Asset factoring is a cash flow enhancement method that is used in almost every retail business. Retailers that accept credit cards usually pay a percentage of revenues (usually 1%-3% of the sale) and other fees to the credit card company to allow its customers to buy goods and services on credit.  Although the proprietor doesn’t collect 100% of the sale, it does receive the cash right away and does not have to contact the customer to get its money.  In fact, most businesses would rather have its customers pay by credit card instead of personal check, if personal checks are even permitted.  The chance of getting a bounced check is much more expensive than the small charge that has to be paid to the credit card company.

Benefits
A lot of very small businesses that cannot afford a collections staff may outsource the collection function to a factoring company or other fee based service.  In some cases, the factoring discount is not much more than the collections cost, especially when you consider the reduction in stress and risk of not having to manage the collection function.

Selling receivables to a factoring company will increase cash flow, receivables turnover, and provide immediate access to cash.  However, factoring can also provide other benefits. For example, most factoring services are resourced to do all the customer credit checks and sets credit limits for each customer, based on their payment history. In addition, factors will also collect information from your customers that can be used in marketing campaigns.  For larger businesses, the factoring company will work closely with the seller and act as the fulltime credit manager, accounts receivable staff, and collection agency.

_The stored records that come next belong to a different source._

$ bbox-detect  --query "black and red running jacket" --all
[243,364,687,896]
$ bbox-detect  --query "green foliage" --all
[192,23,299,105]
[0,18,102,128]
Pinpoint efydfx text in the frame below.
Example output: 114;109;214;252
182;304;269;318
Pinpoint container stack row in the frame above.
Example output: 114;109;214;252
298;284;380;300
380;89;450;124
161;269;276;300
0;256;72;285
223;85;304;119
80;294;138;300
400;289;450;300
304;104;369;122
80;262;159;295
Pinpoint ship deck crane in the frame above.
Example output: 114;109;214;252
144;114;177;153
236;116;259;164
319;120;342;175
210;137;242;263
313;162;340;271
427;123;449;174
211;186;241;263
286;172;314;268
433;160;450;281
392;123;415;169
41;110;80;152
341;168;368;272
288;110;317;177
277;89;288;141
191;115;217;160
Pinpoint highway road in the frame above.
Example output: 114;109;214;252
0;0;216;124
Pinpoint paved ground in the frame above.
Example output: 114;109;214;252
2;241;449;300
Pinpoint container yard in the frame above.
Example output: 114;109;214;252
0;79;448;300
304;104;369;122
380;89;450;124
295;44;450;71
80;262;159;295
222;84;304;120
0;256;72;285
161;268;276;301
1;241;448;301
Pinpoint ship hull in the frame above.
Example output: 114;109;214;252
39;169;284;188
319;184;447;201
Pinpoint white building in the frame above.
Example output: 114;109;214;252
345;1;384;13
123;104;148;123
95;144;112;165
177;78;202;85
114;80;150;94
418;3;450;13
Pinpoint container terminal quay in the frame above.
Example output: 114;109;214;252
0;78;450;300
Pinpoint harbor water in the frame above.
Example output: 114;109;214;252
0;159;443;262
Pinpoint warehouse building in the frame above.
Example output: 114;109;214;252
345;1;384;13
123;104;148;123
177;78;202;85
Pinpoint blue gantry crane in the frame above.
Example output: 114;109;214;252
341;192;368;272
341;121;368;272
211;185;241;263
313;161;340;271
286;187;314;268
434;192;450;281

Although some firms have decided to use asset factoring as an ongoing strategy, other companies will use it as a temporary tactic, to help bridge a period of decreasing working capital reserves.  As a temporary solution, factoring can be used to put the receivables back on track, increase cash flow and help companies build the procedures to do collections internally.  Some companies will use factoring to strengthen their balance sheet to attract investors or in preparation of a sale.

Conclusion
The analysis that is necessary to determine whether factoring is a valuable operating strategy is the same as deciding whether to use prompt-pay discounts, or to delay payments to vendors.  First you must research the potential costs of cash flow factoring for your particular business.  Once you determine the cost of factoring for your business you can integrate into a cash flow forecast to determine its potential return.  In addition to increased cash flow, in some cases the return from having immediate access to funds that can be reinvested in the business as inventory can produce considerably more income than the fees that are paid to the factoring company.  In addition to the income benefits and direct cost of cash flow factoring, you should consider the additional benefits like the time savings or reduction in labor cost for not having to collect past due invoices.

Ultimately your business’ ability to use factoring to increase cash flow and working capital will be a function of the impact of your customer’s late payments on the quality of your earnings stream and your business credit.  Cash flow instability and problems paying short-term obligations will affect business credit and credibility.  If successful, factoring can be used to help build a company’s overall market reputation.